From: Eric Biggers <ebiggers@kernel.org>
To: linux-crypto@vger.kernel.org
Cc: Paul Crowley <paulcrowley@google.com>,
Ard Biesheuvel <ard.biesheuvel@linaro.org>,
"Jason A . Donenfeld" <Jason@zx2c4.com>,
linux-arm-kernel@lists.infradead.org,
linux-kernel@vger.kernel.org
Subject: [PATCH v2 0/4] crypto: ARM64 NEON optimized XChaCha and NHPoly1305 (for Adiantum)
Date: Mon, 3 Dec 2018 19:52:48 -0800 [thread overview]
Message-ID: <20181204035252.14853-1-ebiggers@kernel.org> (raw)
Hello,
This series optimizes the Adiantum encryption mode for ARM64 by adding
an ARM64 NEON accelerated implementation of NHPoly1305, specifically the
NH part; and by modifying the existing ARM64 NEON implementation of
ChaCha20 to support XChaCha20 and XChaCha12.
This greatly improves Adiantum performance on ARM64. For example,
encrypting 4096-byte messages (single-threaded) on a Raspberry Pi 3
Model B v1.2, which has a Cortex-A53 processor:
Before After
--------- ---------
adiantum(xchacha12,aes) 44.1 MB/s 82.7 MB/s
adiantum(xchacha20,aes) 35.5 MB/s 65.7 MB/s
Decryption is almost exactly the same speed as encryption.

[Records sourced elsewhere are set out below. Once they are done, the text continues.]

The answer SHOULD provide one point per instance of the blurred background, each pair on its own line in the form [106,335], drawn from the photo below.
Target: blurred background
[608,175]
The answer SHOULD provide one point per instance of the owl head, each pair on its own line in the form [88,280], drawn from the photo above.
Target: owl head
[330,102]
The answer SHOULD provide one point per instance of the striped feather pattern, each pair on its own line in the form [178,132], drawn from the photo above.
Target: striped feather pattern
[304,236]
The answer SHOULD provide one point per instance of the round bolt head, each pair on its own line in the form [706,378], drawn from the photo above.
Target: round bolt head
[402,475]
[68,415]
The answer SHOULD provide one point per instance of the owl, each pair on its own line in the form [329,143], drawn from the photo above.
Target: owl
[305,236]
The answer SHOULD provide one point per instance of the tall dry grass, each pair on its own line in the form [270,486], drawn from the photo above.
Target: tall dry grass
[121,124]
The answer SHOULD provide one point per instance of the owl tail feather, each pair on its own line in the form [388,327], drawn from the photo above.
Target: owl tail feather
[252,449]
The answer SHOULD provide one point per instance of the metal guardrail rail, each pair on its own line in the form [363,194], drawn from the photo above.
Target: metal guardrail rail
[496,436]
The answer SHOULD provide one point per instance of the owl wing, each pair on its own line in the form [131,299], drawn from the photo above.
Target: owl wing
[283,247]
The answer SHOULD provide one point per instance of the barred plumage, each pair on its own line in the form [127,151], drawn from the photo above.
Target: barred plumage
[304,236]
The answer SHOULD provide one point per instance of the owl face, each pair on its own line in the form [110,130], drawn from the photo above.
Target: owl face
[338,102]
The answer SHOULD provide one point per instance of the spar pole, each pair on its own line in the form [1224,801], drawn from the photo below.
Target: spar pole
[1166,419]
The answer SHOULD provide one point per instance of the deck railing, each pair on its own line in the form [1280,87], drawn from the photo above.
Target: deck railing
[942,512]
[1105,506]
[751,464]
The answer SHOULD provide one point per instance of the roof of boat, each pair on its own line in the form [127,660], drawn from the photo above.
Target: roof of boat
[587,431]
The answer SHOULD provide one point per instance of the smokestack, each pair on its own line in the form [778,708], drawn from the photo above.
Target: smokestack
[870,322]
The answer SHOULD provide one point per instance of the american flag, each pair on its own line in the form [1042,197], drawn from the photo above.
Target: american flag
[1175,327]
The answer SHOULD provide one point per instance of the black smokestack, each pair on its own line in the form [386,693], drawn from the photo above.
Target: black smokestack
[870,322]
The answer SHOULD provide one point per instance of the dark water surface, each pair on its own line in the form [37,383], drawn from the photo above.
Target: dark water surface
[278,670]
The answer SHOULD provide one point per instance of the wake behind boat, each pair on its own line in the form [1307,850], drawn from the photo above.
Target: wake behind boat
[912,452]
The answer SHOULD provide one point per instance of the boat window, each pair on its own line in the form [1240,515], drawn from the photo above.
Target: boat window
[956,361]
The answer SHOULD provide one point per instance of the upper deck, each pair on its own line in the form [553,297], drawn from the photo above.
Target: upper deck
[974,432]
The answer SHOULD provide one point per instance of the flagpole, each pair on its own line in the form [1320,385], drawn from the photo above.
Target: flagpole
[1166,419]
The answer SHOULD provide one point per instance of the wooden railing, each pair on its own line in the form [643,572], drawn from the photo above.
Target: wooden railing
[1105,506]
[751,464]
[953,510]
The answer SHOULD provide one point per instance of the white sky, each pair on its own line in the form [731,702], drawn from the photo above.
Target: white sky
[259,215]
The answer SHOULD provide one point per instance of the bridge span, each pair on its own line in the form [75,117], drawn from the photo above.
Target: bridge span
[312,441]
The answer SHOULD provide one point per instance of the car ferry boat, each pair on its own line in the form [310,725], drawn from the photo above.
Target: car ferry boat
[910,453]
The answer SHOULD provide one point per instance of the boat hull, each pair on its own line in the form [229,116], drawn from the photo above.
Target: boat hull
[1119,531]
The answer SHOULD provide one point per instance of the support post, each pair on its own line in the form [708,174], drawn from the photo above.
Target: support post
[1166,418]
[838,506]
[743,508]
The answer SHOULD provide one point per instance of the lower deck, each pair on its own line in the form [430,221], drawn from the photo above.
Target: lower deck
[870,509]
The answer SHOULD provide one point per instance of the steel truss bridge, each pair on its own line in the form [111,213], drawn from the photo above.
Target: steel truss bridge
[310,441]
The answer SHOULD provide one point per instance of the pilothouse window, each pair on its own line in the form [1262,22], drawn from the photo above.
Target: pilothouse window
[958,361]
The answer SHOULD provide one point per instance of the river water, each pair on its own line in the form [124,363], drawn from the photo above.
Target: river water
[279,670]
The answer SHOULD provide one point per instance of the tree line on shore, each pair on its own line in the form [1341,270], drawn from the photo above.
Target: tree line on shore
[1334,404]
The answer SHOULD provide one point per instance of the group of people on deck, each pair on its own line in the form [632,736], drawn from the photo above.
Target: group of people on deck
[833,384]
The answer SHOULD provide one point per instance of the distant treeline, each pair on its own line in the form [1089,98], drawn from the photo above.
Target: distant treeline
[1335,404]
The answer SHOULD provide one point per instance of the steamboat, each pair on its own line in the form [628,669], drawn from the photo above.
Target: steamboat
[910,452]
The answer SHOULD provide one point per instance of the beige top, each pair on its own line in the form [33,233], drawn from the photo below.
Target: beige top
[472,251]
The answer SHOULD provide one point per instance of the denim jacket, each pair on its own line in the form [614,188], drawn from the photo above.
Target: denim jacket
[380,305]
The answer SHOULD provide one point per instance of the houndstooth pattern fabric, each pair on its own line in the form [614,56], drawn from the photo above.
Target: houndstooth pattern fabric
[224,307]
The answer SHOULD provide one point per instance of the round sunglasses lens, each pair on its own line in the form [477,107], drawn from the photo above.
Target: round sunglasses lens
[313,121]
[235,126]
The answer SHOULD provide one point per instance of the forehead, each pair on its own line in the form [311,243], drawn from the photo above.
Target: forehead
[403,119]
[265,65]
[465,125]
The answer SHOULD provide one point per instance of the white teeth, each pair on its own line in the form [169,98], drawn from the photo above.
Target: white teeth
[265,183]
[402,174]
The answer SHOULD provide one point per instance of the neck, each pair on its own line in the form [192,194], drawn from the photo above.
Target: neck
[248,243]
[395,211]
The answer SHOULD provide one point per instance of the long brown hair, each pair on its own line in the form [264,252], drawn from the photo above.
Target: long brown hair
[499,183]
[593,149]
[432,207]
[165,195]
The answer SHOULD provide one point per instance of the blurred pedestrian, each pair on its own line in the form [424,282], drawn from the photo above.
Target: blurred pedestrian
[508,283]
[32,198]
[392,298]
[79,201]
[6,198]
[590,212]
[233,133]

The biggest benefit comes from accelerating XChaCha. Accelerating NH
gives a somewhat smaller, but still significant benefit.
Performance on 512-byte inputs is also improved, though that is much
slower in the first place. When Adiantium is used with dm-crypt (or
cryptsetup), we recommend using a 4096-byte sector size.
For comparison, on the same hardware AES-256-XTS encryption is only
24.5 MB/s and decryption 21.6 MB/s, both using the NEON-bitsliced
implementation ("xts-aes-neonbs"). That is the fastest AES-256-XTS
implementation on this processor, since it doesn't have the ARMv8
Cryptography Extensions. This is despite Adiantum also being a super-
pseudorandom permutation (SPRP) over the entire sector, unlike XTS.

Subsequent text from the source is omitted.